By virtue of appearing on a nationally televised C-SPAN program last month, some might consider New Windsor's Mayor Jack A. Gullo Jr. to have become an "expert" on local government. Mr. Gullo's appearance was a nice change of pace, since most of the time the leaders of Carroll's municipalities labor in obscurity, but these mayors and council members have been among the county's unrecognized assets.

With eight incorporated municipalities, Carroll County has the equivalent of a farm system for local government. These towns -- which vary in size from less than 1,000 residents to more than 14,000 -- frequently field a number of promising prospects. Some of the mayors have become county commissioners -- Manchester's Elmer C. Lippy, Hampstead's Julia W. Gouge and Westminster's W. Benjamin Brown to name three recent examples. However, many of these mayors never aspire to county leadership because of the constraints inherent in the commissioner form of government.

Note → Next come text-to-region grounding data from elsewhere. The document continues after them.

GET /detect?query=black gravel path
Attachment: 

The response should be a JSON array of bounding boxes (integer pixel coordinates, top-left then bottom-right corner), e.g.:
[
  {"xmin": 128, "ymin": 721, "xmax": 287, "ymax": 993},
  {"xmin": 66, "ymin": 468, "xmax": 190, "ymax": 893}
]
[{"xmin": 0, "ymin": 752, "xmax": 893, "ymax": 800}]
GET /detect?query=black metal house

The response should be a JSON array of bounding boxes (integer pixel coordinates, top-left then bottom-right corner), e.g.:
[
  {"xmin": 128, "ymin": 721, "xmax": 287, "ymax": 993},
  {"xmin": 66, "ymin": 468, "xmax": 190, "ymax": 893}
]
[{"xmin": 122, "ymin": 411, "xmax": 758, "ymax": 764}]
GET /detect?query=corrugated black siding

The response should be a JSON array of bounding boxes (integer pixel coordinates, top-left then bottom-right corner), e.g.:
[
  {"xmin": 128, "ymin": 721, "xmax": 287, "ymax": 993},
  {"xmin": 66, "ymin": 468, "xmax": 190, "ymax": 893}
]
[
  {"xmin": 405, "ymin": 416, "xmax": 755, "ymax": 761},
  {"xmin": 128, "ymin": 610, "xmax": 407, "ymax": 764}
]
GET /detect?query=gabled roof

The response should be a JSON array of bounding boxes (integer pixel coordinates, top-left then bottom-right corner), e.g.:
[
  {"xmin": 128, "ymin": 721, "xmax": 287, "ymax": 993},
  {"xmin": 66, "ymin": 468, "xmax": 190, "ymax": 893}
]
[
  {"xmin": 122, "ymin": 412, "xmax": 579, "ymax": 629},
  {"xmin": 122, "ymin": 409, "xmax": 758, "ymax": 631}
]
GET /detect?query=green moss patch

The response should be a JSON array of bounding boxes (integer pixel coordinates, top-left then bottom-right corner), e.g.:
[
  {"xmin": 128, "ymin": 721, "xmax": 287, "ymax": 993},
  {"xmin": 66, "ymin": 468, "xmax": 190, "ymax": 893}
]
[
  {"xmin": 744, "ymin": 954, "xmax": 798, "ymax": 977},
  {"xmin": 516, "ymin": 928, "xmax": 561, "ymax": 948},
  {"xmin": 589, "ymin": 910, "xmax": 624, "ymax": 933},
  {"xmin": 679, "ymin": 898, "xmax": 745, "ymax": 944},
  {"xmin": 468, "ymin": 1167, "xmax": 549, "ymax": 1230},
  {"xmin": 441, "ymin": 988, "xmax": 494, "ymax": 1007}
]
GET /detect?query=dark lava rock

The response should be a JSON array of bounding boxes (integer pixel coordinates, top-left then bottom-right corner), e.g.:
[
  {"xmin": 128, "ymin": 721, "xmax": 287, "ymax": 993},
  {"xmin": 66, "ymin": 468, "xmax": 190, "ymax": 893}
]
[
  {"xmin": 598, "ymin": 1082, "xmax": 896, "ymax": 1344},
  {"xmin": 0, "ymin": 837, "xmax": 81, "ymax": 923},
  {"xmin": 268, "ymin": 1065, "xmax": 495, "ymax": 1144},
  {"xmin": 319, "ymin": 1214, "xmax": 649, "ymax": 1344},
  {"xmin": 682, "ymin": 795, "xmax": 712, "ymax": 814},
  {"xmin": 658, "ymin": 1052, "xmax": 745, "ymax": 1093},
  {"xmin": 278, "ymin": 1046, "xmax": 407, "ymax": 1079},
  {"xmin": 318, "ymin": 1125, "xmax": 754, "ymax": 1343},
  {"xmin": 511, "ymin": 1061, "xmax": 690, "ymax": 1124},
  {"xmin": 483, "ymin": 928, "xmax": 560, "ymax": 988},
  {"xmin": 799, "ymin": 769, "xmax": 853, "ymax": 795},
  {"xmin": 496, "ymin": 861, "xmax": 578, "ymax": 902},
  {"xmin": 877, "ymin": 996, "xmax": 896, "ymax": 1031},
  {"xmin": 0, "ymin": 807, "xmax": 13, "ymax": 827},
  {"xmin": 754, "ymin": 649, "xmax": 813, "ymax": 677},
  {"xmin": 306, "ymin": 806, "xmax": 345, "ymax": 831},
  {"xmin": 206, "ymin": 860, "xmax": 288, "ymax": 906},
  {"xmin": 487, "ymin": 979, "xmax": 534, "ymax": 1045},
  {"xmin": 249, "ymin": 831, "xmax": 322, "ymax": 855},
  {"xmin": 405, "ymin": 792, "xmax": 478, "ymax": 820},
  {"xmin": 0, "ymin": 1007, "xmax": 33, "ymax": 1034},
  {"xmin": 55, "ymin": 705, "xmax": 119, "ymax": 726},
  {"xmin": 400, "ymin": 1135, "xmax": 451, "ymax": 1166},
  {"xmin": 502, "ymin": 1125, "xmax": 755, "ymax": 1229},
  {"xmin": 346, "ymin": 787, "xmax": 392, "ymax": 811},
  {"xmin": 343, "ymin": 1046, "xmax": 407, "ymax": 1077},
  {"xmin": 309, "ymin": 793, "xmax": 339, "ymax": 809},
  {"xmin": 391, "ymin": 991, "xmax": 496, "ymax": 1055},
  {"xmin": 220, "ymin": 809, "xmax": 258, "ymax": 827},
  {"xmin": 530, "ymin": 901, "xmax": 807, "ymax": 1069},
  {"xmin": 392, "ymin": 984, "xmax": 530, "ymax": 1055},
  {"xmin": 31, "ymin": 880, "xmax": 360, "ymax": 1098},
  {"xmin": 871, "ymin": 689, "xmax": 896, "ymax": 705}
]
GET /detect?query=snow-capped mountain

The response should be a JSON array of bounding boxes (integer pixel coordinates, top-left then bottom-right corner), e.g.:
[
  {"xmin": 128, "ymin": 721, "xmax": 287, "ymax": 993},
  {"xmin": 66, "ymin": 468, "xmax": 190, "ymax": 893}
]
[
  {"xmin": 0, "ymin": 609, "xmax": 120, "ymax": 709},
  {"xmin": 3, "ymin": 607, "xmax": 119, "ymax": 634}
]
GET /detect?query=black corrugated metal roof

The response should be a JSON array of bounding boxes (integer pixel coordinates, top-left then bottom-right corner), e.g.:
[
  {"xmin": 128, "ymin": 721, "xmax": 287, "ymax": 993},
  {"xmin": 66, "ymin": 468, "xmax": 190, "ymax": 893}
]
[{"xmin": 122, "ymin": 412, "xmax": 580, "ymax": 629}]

Instead, when municipal officials are interested in advancing their political careers, they often think in terms of the state legislature. And, although they can make substantial contributions in the General Assembly, county residents don't get the full benefits of the administrative expertise and leadership they developed running municipalities.

Town officials have hands-on experience in complex municipal problems such as operating water and sewer systems and overseeing police forces. They have to assemble budgets, levy taxes and develop long-range master plans.

As for the commissioners, despite being the highest elected county officials in Carroll they don't have as much administrative control over county affairs as mayors do over town business. The most important difference is that a commissioner shares administrative duties with two others on the board. The second is that the commissioners' legislative and executive functions blur the lines of authority. (If commissioners intervene in department affairs, they are micro-managing. If they don't participate, they are viewed as abdicating their responsibilities.)

Although the idea has met strong resistance in the past, adopting a charter government with a county executive would help clarify administrative responsibilities. Only by changing Carroll's antiquated form of governance can county residents hope to tap some of the best home-grown talent that has been developed in Carroll's towns.